Kon Ichikawa’s Tokyo Olympiad (1965) is an epic spectacle of the 1964 Olympic games that celebrates the coming together of humanity within this sporting event in peace.

Ichikawa structures this spectacle from the running of the torch to the closing ceremonies. The documentary celebrates the individual within the collective without focusing on the person. His cinematography shows the athletes and their performances, but we learn very little about the athletes themselves, aside from one man from Chad and another woman who hugs her fiancé after winning the gold.

Within the arc, this documentary focuses on select events, usually in their final competitions. For the 100-meter dash, we see the men running in what feels like slow-motion through a vacuum. No external sound detracts from them. The slow motion effect belies the fact that the race ended within 10 seconds. The slow-motion technique appears in other events, such as the pole vault.

Other events show each competitor as he or she prepares. With the men’s and women’s shotput, the camera closely focuses on their facial expressions as they prepare in their minds for the throw.

While many events are shown without commentary, a voiceover sometimes accompanies other events by describing the weather, people’s actions, and of course the competition as it unfolds. For the 10,000-meter dash, the voiceover turns into a sports commentator, describing who keeps taking the lead throughout the race.

Ichikawa uses a range of framing to represent these different events and the event of the Olympics itself. Extreme close-ups show muscles in the arms and legs, or they show the eyes and teeth. Extreme wide shots capture all right lanes of a swimming pool from overhead so we can watch all the competitors in the race from start to finish. Medium shots focus on the athletes and their routines, such as one woman putting a lemon on her starting block before the race.

Other shots make less sense. As an American boxer walks away, the camera keeps him in frame. The boxer looks back at the camera not understanding what’s going on. Receiving no explanation, he keeps walking, and the camera, stationary, keeps recording.

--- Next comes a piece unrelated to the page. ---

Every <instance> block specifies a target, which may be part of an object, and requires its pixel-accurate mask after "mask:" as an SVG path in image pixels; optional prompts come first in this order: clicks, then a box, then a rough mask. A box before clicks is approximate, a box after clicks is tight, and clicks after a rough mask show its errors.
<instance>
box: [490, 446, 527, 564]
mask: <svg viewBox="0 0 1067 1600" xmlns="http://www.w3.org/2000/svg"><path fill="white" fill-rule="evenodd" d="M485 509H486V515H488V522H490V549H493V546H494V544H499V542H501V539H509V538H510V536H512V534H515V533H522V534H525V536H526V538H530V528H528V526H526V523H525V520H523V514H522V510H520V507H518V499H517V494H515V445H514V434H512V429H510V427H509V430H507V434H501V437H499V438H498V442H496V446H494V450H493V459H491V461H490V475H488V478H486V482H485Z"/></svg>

In addition to the myriad uses of framing, this documentary incorporates great score that runs throughout. The score is often orchestral, but occasionally switches to light jazz times.

The year 1964 was the first time for Tokyo and for the Asian continent to host the Olympics. At the beginning of the documentary the narrator takes a moment to note how both East and West Germany compete together in these events though at the time the wall divided them. Overall, a deep sense of the significance of bringing people together in peace runs throughout this documentary.